# AI For Trading:PCA Toy Problem (57)

## Introduction

In the previous lessons you've learned the core idea behind Principal Component Analysis (PCA) and leanred about eigenvectors and eigenvalues. Before we apply PCA to Risk Factor Models, in this notebook, we will see how we can use PCA for Dimensionality Reduction. In short, dimensionality reduction is the process of reducing the number of variables used to explain your data.

We will start by giving a brief overview of dimensionality reduction, we will then use Scikit-Learn's implementation of PCA to reduce the dimension of random correlated data and visualize its principal components.

## Dimensionality Reduction

One of the main applications of Principal Component Analysis is to reduce the dimensionality of highly correlated data.
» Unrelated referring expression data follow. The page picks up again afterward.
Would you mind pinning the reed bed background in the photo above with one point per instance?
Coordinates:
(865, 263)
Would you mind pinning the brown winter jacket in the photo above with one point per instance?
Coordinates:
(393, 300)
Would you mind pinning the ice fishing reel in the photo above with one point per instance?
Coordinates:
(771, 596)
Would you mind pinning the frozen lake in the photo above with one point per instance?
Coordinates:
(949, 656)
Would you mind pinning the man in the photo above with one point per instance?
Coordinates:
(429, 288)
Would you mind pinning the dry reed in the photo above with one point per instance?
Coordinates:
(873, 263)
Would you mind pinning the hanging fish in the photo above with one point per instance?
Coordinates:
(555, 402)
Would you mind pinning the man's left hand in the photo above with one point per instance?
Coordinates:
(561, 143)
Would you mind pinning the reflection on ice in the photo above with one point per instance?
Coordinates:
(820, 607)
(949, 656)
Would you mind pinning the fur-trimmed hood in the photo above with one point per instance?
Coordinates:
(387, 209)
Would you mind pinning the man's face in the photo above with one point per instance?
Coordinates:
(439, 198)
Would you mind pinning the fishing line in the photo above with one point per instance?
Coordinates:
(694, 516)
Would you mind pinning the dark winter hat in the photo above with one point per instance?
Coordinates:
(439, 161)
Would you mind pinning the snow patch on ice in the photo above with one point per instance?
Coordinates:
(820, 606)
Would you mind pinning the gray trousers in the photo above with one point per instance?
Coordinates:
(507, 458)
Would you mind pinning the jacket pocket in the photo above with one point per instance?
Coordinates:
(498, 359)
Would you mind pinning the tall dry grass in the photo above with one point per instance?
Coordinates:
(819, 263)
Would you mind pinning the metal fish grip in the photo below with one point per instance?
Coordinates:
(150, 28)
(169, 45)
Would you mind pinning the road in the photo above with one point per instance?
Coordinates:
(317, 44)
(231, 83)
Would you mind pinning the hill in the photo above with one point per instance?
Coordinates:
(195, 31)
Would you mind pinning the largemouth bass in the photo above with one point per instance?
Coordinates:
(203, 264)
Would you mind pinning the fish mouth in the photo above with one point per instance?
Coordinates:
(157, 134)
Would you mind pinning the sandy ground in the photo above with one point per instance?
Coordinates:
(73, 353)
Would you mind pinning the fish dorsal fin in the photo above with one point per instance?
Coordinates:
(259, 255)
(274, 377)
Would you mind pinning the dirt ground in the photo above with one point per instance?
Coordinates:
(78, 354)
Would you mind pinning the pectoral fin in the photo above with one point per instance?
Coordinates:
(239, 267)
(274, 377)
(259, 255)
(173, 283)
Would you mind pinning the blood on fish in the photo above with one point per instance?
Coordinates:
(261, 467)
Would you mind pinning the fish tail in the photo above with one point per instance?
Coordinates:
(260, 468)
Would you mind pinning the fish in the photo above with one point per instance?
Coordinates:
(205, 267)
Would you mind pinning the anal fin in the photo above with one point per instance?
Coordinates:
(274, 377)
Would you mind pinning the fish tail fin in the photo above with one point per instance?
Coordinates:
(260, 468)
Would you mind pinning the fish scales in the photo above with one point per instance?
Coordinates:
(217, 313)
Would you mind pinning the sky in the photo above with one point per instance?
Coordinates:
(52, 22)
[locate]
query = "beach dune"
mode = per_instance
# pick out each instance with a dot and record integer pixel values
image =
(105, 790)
For example, suppose your data looks like this:

Fig 1. - Highly Correlated Data.

We can see that this 2-Dimesnional data is described by two variables, $X$ and $Y$. However, notice that all the data points lie close to a straight line:

Fig 2. - Direction of Biggest Variation.

We can see that most of the variation in the data occurs along this particular purple line. This means, that we could explain most of the variation of the data by only looking at how the data is distributed along this particular line. Therefore, we could reduce the data from 2D to 1D data by projecting the data points onto this straight line:

Fig 3. - Projected Points.

This will reduce the number of variables needed to describe the data from 2 to 1 since you only need one number to specify a data point's position on a straight line. Therefore, the 2 variables that describe the 2D plot will be replaced by a new single variable that encodes the 1D linear relation.
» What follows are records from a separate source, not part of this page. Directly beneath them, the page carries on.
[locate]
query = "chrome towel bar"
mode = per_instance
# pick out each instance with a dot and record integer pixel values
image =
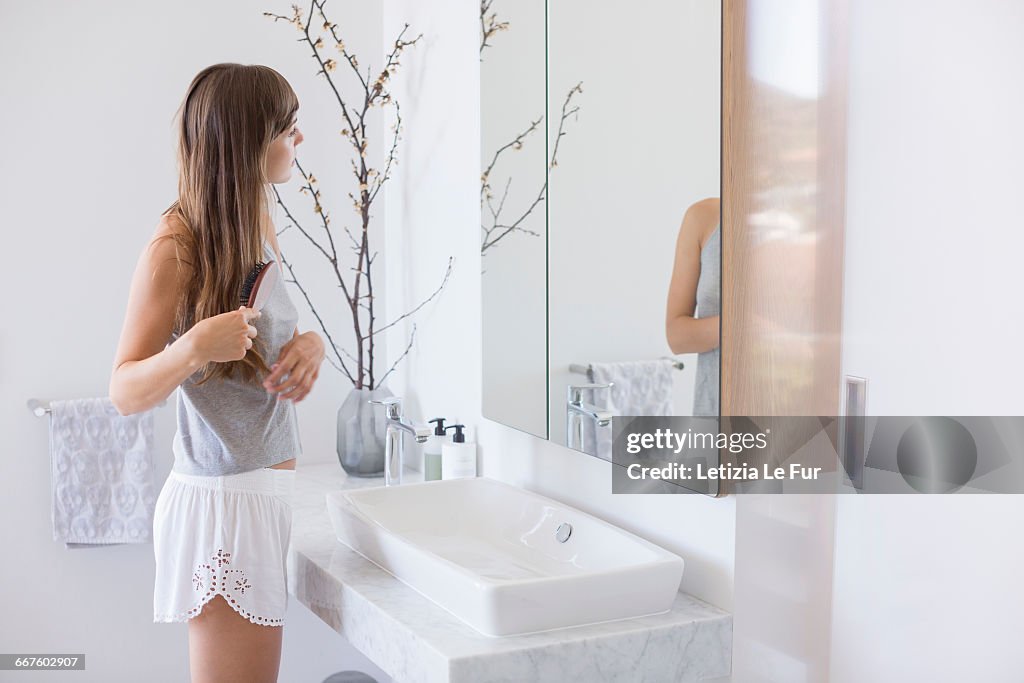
(40, 408)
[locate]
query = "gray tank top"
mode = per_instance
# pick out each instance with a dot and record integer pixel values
(230, 426)
(709, 304)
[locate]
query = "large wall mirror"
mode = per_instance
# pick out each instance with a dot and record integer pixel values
(611, 276)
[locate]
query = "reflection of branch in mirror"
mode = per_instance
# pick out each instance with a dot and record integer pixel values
(488, 25)
(497, 229)
(358, 292)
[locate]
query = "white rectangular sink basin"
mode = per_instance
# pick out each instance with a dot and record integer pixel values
(487, 552)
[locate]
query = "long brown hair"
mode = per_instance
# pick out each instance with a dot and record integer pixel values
(230, 115)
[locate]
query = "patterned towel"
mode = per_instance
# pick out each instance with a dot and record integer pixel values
(102, 479)
(640, 387)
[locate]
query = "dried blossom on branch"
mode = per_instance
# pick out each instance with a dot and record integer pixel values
(357, 288)
(496, 226)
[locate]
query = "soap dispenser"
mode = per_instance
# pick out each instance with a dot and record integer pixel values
(458, 456)
(432, 452)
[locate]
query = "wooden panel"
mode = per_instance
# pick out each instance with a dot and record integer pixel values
(783, 210)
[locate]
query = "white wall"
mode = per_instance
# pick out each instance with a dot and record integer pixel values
(927, 588)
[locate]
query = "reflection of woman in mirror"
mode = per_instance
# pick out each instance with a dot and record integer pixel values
(691, 323)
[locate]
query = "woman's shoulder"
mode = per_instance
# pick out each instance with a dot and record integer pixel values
(700, 220)
(170, 240)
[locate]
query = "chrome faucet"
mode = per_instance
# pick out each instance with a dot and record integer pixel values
(396, 428)
(577, 410)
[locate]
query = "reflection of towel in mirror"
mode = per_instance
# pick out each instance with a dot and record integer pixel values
(640, 387)
(102, 483)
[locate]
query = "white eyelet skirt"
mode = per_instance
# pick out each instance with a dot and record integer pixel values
(223, 535)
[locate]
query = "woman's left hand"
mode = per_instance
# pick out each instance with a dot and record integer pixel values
(300, 358)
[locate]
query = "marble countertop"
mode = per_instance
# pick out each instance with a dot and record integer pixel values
(417, 641)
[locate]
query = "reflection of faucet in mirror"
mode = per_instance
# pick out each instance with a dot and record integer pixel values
(691, 324)
(396, 427)
(577, 410)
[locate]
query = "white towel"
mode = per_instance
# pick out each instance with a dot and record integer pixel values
(102, 478)
(640, 387)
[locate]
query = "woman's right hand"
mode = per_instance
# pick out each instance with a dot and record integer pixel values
(225, 337)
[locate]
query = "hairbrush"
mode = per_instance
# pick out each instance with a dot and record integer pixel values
(256, 290)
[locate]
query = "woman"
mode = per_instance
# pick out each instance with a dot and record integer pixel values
(222, 521)
(694, 288)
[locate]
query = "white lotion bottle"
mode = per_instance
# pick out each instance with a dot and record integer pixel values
(432, 452)
(458, 456)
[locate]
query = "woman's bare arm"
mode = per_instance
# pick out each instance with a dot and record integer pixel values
(685, 333)
(145, 369)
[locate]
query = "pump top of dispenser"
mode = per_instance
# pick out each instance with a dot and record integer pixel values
(459, 437)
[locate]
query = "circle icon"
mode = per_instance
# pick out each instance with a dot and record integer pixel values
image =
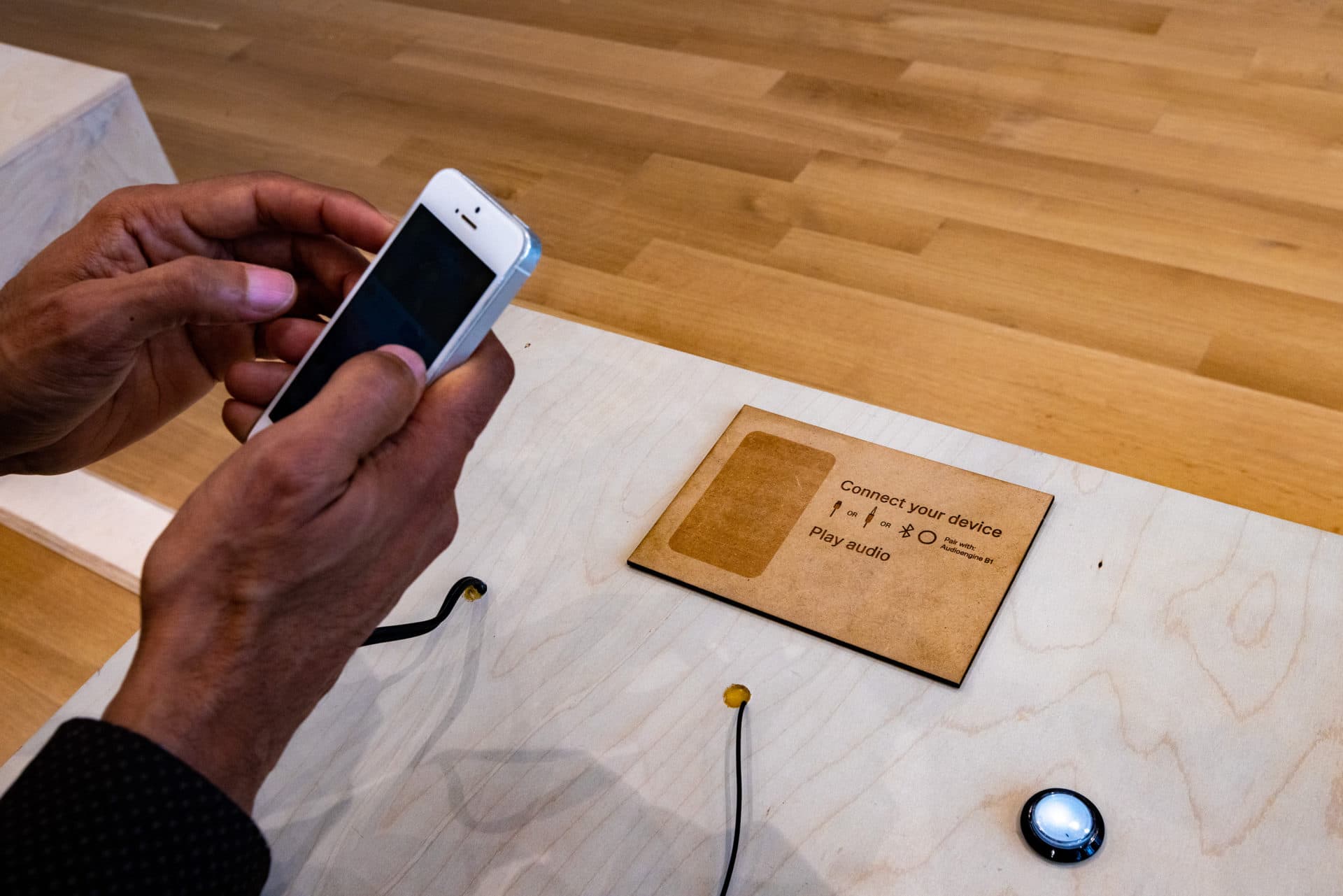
(1063, 825)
Fig 4. - Data Reduced to 1D.

It is important to note, that this new variable and dimension don't need to have any particular meaning attached to them. For example, in the original 2D plot, $X$ and $Y$ may represent stock returns, however, when we perform dimensionality reduction, the new variables and dimensions don't need to have any such meaning attach to them. The new variables and dimensions are just abstract tools that allow us to express the data in a more compact form. While in some cases these new variables and dimensions may represent a real-world quantities, it is not necessary that they do.
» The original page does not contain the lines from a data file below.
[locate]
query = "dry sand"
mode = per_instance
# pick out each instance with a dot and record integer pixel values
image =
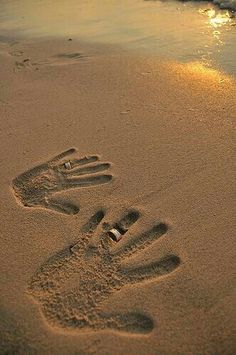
(164, 134)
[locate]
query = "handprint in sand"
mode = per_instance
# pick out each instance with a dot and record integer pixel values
(72, 286)
(37, 187)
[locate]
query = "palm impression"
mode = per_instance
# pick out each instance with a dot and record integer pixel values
(38, 186)
(72, 286)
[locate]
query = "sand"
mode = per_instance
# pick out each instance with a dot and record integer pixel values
(148, 149)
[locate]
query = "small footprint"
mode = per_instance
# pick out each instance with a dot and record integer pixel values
(25, 64)
(37, 187)
(65, 58)
(72, 285)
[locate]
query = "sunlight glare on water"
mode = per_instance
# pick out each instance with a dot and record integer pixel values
(183, 31)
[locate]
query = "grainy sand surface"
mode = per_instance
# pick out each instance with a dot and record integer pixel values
(158, 137)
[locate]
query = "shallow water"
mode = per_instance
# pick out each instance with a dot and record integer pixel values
(187, 32)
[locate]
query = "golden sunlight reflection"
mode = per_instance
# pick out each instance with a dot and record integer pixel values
(212, 74)
(217, 19)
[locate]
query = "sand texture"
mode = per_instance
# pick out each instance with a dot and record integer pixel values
(92, 139)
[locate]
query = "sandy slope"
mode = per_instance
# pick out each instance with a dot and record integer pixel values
(167, 131)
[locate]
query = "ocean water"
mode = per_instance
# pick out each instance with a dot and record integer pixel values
(183, 31)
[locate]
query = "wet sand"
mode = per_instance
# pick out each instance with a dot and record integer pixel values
(158, 137)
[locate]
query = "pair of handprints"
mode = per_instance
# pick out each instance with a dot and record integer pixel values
(72, 285)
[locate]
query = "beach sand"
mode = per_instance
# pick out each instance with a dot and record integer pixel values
(164, 134)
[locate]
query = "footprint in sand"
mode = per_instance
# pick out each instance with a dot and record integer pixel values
(64, 59)
(72, 286)
(37, 187)
(25, 64)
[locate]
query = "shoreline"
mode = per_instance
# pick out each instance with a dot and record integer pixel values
(166, 131)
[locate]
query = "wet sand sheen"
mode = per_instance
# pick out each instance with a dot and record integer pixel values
(163, 134)
(180, 31)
Dimensionality reduction of correlated data works on any number of dimensions, i.e. you can use it to reduce $N$-Dimensional data to $k$-Dimensional data, where $k < N$. As mentioned earlier, PCA is one of the main tools used to perform such dimensionality reduction. To see how this is done, we will apply PCA to some random corelated data. In the next section, we create random data with a given amount of correlation.

## Create a Dataset

In this section we will learn how to create random correlated data. In the code below we will use the utils.create_corr_data() function from the utils module to create our random correlated data. The utils module was created specifically for this notebook and contains some useful functions. You are welcome to take a look it to see how the fucntions work. In the code below, you can choose the data range and the amount of correlation you want your data to have. These parameters are then passed to the utils.create_corr_data() function to create the data. Finally we use the utils.plot_data() function from the utils module to plot our data. You can explore how the data changes depending on the amount of correlation. Remember the correlation is a number ranging from -1 to 1. A correlation 0 indicates that there is no correlation between the data points, while a correlation of 1 and -1 indicate the data points display full positive and negative correlation, respectively. This means, that for corr = +/-1 all the points will lie in a straight line.

%matplotlib inline

import matplotlib.pyplot as plt

import utils

# Set the default figure size
plt.rcParams['figure.figsize'] = [10.0, 6.0]

# Set data range
data_min = 10
data_max = 80

# Set the amount of correlation. The correlation is anumber in the closed interval [0,1].
corr = 0.8

# Create correlated data
X = utils.create_corr_data(corr, data_min, data_max)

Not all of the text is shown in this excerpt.